Mängel in Mazedonien: Skopjes EU-Verhandlungen in Gefahr
Mazedonien möchte 2008 Beitrittsverhandlungen mit der Europäischen Union aufnehmen. Doch der EU-Fortschrittsbericht spricht von erheblichen Mängeln in der politischen Kultur des Landes.
Wenn man in der mazedonischen Hauptstadt Skopje ein Regierungsgebäude betritt, steht auf der Durchleuchtungsmaschine für die Taschen ein kleines Schild, auf dem eine schwarze Pistole abgebildet ist. Darunter heißt es: "Waffen deklarieren." Hat man diese Hürde erst einmal genommen, könnte man meinen, der kleine Balkanstaat mit seinen gut 2 Millionen Einwohnern sei bereits Mitglied der Europäischen Union. In den Eingangshallen hängt die mazedonische Sonnenflagge neben dem Banner der EU. Das Land, das seit 2005 einen Kandidatenstatus hat, wartet gespannt auf den Fortschrittsbericht aus Brüssel, der am heutigen Dienstag vorgelegt wird, und hofft auf den Beginn von Aufnahmeverhandlungen 2008.
In der Frage des EU-Beitritts sind sich Regierung und Oppossition einig, Umfragen zufolge sind auch 90 Prozent der Bevölkerung dafür. "Mazedonien ist ein Loch in Europa, das geschlossen werden sollte", sagt Regierungssprecher Ivica Bocevski und spielt damit auf die Nachbarschaft zu den EU-Mitgliedsstaaten Griechenland und Bulgarien an. Doch Mazedonien wird sich noch gedulden müssen.

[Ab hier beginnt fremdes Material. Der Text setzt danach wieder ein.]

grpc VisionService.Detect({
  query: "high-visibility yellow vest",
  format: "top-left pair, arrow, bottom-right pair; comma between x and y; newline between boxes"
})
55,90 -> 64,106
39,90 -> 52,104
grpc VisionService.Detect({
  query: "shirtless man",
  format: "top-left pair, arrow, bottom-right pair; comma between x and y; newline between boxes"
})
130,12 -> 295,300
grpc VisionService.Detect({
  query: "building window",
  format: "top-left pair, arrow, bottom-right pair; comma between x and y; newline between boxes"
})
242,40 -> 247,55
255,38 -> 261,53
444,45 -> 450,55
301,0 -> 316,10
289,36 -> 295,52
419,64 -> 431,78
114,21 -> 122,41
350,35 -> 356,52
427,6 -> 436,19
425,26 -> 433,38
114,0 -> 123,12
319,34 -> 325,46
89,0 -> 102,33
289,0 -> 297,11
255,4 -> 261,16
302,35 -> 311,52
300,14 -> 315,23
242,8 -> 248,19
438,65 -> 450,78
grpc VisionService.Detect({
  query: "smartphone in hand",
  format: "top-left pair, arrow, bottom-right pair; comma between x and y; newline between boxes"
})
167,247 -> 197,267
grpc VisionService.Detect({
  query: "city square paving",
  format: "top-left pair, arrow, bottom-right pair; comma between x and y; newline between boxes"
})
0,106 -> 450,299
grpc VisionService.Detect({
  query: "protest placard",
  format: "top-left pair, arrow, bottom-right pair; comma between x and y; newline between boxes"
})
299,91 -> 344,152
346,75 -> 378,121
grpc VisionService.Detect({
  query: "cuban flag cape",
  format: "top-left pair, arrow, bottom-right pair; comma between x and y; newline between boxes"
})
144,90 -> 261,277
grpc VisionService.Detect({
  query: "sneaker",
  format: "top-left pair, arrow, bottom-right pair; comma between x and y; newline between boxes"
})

Der Fortschrittsbericht, von dem Teile vorab bekannt wurden, sieht durchaus gewisse Erfolge, etwa bei der Korrputionsbekämpfung. Das Land ist bei der Bewertung von Transparency International von Platz 103 auf Platz 84 vorgerückt. Es gibt eine anonyme Hotline, wo Fälle von Bestechung gemeldet werden können, und eine weitere für Verstöße gegen das Zollgesetz, also den Schmuggel. Die Grenzkontrollen wurden mit EU-Hilfe verbessert, und Vanco Kargov, der Direktor der Zollverwaltung, erläutert die Erfolge bei der Beschlagnahme von Drogen, Zigaretten, Waffen, Medikamenten oder Markenartikeln, die zu fünfzig Prozent für den Transit bestimmt sind.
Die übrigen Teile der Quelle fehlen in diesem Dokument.